DANS SA ROBE NOIRE, A LA HAUTEUR DU GENIE BEETHOVEN
Le premier mouvement démarre, un peu brutal, un peu trop de contrastes, un peu trop de pédales, un peu de confusion, avec, à la main gauche, quelques notes qui ne sonnent pas. Il y a pourtant une vraie volonté de prendre l'oeuvre à bras-le-corps mais cela s'entend un peu trop. Le scherzo n'est pas un scherzo, c'est un mouvement...de mauvaise humeur et cependant, quand, justement, Wang oublie d'être interprète, il y a des moments de vraie beauté. Le 3e mouvement, l'immense mouvement lent, cette promenade sans thème, qui musarde, avec ses morceaux de phrases ponctuées de silences où Beethoven, de la surdité où il est confiné, essaie de tendre vers un infini qu'il ne peut entendre, qu'il peut seulement espérer: Wang y met une beauté sonore, y impose une volonté de faire chanter chaque note qui donne à cette promenade quasi spirituelle, avec quelque chose de la "Fantaisie du voyageur" de Schubert, un charme poignant comme une poésie infinie. Le quatrième mouvement, la grande fugue, est pris très vite, avec une main gauche de nouveau fulgurante, des contrastes accentuées mais toujours lisibles, et une montée en puissance où Wang fait peu à peu de son piano un orchestre. Il y a des instants où l'on se dit "c'est trop brutal, c'est trop cru" mais aussitôt le torrent beethovénien, et Wang est à sa hauteur, nous emporte encore de sorte que, le dernier accord posé, l'on se dit: "Mais enfin, ces 45 minutes ont passé sans qu'on s'en rende compte, sans jamais qu'on s'ennuie (et l'on s'y est parfois ennuyé, avec certains grands noms!), sans jamais non plus qu'on soit dans la trahison de l'oeuvre. La force de Beethoven, son génie, ici vertigineux,Yuja Wang nous les a transmis, imposés, à sa manière. Bravo, l'artiste!"

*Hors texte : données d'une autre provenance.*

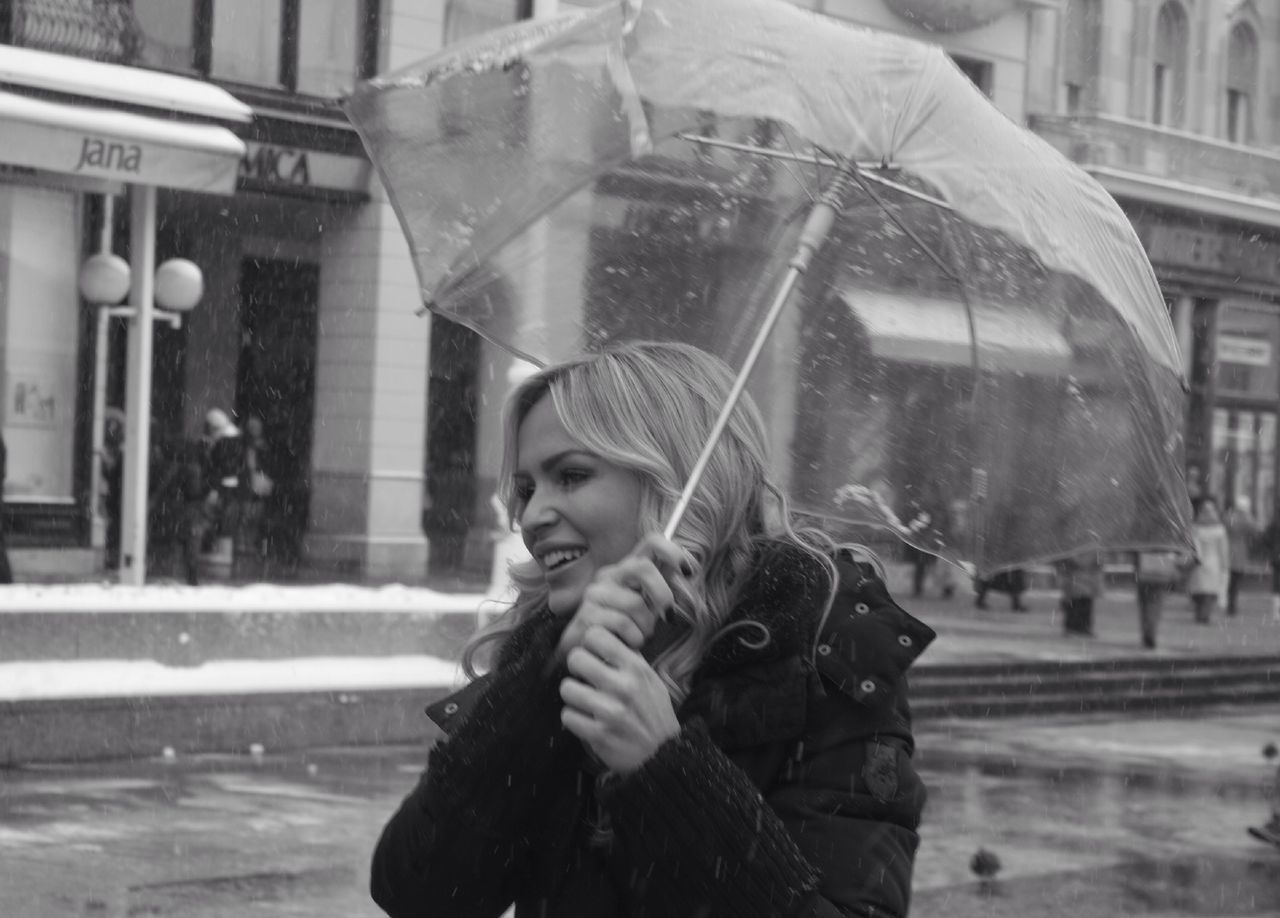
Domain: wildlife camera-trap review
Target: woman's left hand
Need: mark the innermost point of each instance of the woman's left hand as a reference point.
(615, 702)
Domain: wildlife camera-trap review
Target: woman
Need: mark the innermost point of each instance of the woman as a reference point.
(711, 726)
(1207, 580)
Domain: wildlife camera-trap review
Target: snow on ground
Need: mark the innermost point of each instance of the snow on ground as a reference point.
(223, 598)
(145, 677)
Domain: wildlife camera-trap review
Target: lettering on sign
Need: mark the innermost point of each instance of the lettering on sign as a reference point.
(1248, 351)
(275, 165)
(112, 155)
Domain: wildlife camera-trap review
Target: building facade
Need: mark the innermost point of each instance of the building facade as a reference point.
(307, 319)
(1171, 105)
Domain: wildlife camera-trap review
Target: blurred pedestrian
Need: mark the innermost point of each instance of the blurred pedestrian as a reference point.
(5, 570)
(112, 462)
(1080, 578)
(256, 506)
(1011, 581)
(1242, 534)
(1155, 575)
(225, 470)
(1207, 580)
(1270, 830)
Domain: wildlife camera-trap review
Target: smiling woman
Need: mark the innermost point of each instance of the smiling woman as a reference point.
(712, 725)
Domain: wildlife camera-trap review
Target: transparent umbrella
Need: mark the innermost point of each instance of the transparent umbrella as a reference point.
(970, 352)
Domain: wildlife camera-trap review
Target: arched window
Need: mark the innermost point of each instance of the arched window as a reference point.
(1169, 67)
(1242, 77)
(1082, 44)
(465, 18)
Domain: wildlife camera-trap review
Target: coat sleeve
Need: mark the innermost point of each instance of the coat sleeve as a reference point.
(833, 835)
(458, 843)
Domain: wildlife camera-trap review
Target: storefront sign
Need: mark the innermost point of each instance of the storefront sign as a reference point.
(1248, 351)
(268, 167)
(1247, 339)
(1242, 256)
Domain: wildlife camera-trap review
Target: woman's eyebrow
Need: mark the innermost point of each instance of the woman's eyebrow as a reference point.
(556, 458)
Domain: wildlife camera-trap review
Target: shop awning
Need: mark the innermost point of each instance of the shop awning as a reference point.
(119, 146)
(937, 332)
(62, 114)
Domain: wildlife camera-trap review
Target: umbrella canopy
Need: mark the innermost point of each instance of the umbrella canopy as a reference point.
(978, 359)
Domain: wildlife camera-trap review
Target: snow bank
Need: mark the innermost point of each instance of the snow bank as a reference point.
(145, 677)
(222, 598)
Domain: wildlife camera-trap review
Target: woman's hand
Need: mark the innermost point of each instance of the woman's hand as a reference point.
(630, 597)
(615, 702)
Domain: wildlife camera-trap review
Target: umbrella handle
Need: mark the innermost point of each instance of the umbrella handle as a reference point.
(813, 236)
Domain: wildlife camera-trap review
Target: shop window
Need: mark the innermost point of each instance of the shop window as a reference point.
(40, 315)
(169, 33)
(1242, 69)
(1169, 69)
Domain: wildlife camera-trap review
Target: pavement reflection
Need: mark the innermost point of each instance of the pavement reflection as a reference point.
(1088, 817)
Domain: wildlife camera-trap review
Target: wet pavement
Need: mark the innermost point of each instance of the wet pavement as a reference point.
(1087, 816)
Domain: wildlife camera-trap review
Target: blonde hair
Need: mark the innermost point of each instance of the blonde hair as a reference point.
(648, 407)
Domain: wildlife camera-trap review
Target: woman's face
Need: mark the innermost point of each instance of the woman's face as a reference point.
(577, 512)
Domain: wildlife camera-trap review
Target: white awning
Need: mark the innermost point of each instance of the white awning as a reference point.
(119, 85)
(119, 146)
(937, 332)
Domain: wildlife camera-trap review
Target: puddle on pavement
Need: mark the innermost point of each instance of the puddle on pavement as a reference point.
(1196, 887)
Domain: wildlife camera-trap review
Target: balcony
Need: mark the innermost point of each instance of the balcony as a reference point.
(97, 30)
(1166, 167)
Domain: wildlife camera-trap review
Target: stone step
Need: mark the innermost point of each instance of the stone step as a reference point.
(1110, 681)
(978, 706)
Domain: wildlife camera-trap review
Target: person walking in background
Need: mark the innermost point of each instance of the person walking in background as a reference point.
(1080, 578)
(5, 570)
(257, 488)
(112, 462)
(1155, 575)
(1207, 580)
(225, 471)
(1011, 581)
(1242, 533)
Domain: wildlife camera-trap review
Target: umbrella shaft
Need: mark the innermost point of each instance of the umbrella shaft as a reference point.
(812, 238)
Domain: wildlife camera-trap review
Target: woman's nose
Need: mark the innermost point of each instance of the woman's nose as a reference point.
(538, 514)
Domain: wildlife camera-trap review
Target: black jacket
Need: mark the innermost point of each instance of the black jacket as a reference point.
(790, 790)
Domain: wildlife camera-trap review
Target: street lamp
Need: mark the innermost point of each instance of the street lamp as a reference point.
(176, 288)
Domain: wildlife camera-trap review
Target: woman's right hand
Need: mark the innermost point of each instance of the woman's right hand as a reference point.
(629, 598)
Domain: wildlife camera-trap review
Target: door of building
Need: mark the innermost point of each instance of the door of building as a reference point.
(275, 382)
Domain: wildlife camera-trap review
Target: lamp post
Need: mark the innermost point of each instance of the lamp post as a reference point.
(176, 286)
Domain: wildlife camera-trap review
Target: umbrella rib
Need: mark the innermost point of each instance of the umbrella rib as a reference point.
(864, 169)
(901, 224)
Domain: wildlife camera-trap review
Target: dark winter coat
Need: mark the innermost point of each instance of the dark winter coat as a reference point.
(790, 790)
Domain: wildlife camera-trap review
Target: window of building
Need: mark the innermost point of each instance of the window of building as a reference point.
(1242, 71)
(465, 18)
(1082, 40)
(40, 315)
(1169, 68)
(982, 73)
(246, 41)
(328, 58)
(318, 48)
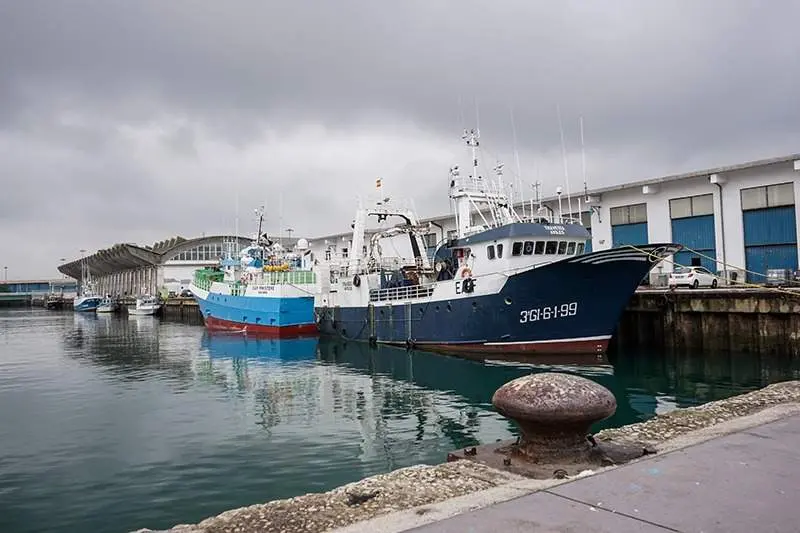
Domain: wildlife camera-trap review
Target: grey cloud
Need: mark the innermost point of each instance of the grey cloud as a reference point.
(663, 87)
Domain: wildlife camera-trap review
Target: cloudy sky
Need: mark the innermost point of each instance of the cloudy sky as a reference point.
(133, 121)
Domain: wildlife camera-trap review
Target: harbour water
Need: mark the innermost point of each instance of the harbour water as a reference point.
(109, 424)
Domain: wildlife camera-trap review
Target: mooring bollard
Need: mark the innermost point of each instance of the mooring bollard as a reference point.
(554, 412)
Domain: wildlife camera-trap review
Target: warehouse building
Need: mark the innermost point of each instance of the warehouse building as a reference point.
(740, 220)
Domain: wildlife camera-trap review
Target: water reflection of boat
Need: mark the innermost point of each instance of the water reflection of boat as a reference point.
(473, 380)
(222, 345)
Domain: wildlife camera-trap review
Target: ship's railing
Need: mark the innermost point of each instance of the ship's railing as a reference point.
(202, 283)
(400, 293)
(292, 277)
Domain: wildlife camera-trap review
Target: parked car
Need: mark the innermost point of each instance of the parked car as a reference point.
(693, 277)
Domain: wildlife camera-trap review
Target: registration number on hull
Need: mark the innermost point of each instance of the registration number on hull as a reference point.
(548, 312)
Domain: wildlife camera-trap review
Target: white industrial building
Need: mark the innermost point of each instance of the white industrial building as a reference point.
(739, 220)
(743, 216)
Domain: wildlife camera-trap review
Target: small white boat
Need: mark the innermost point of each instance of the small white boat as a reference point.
(108, 305)
(145, 305)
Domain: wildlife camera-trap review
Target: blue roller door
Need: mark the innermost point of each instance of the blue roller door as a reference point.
(770, 240)
(696, 233)
(635, 234)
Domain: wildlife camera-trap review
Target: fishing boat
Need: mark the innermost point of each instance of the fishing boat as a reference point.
(87, 299)
(502, 283)
(267, 289)
(108, 305)
(146, 304)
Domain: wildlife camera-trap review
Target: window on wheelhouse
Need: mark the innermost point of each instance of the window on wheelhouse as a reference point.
(528, 250)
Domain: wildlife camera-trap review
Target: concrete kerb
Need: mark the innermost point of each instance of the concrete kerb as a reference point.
(418, 516)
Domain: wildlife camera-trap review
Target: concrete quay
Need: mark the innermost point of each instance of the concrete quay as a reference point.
(723, 466)
(724, 319)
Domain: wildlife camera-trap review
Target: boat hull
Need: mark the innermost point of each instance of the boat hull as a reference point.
(570, 306)
(86, 303)
(144, 310)
(278, 316)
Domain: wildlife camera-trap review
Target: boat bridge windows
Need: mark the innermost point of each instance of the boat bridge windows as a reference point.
(519, 248)
(494, 251)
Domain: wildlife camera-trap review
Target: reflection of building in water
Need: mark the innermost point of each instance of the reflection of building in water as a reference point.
(114, 340)
(372, 392)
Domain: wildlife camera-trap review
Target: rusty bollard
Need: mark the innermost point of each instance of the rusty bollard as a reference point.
(554, 412)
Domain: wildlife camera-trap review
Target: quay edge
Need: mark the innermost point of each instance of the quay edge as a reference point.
(717, 320)
(418, 495)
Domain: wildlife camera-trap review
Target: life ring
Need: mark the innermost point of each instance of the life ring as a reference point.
(468, 285)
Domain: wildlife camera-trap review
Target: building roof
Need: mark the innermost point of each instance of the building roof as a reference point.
(126, 256)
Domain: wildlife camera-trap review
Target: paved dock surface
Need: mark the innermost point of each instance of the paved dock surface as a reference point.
(743, 482)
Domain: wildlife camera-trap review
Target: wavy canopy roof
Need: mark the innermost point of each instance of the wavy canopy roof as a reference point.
(122, 257)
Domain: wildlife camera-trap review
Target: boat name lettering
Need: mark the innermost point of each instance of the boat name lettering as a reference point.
(555, 230)
(548, 312)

Les bis seront un festival: un superbe "Marguerite au rouet" de Schubert dans la transcription de Liszt, course à l'abîme si tendre et si implacable; l'ébouriffante "Marche turque" de Mozart dans sa version jazzy (de Fazil Say sans doute), une "Valse" de Chopin moins bien, parce que ni très valsante ni très personnelle, une magnifique (de fluidité, de technique) Habanera de la "Carmen" de Bizet, enfin la "Mort d'Orphée" de Gluck dans la transcription de Sgambati (popularisée par Rachmaninov) où la mélodie se déploie dans une simplicité, un dépouillement extrême. La jeune femme s'en va enfin sous les bravos, toute ravie. On a entendu (et vu), incontestablement, une soliste. Mais avant tout une musicienne, et qui n'a pas fini de grandir.
Récital Yuja Wang le 15 juin à la Philarmonie de Paris: Brahms, Schumann, Beethoven... et quelques bis.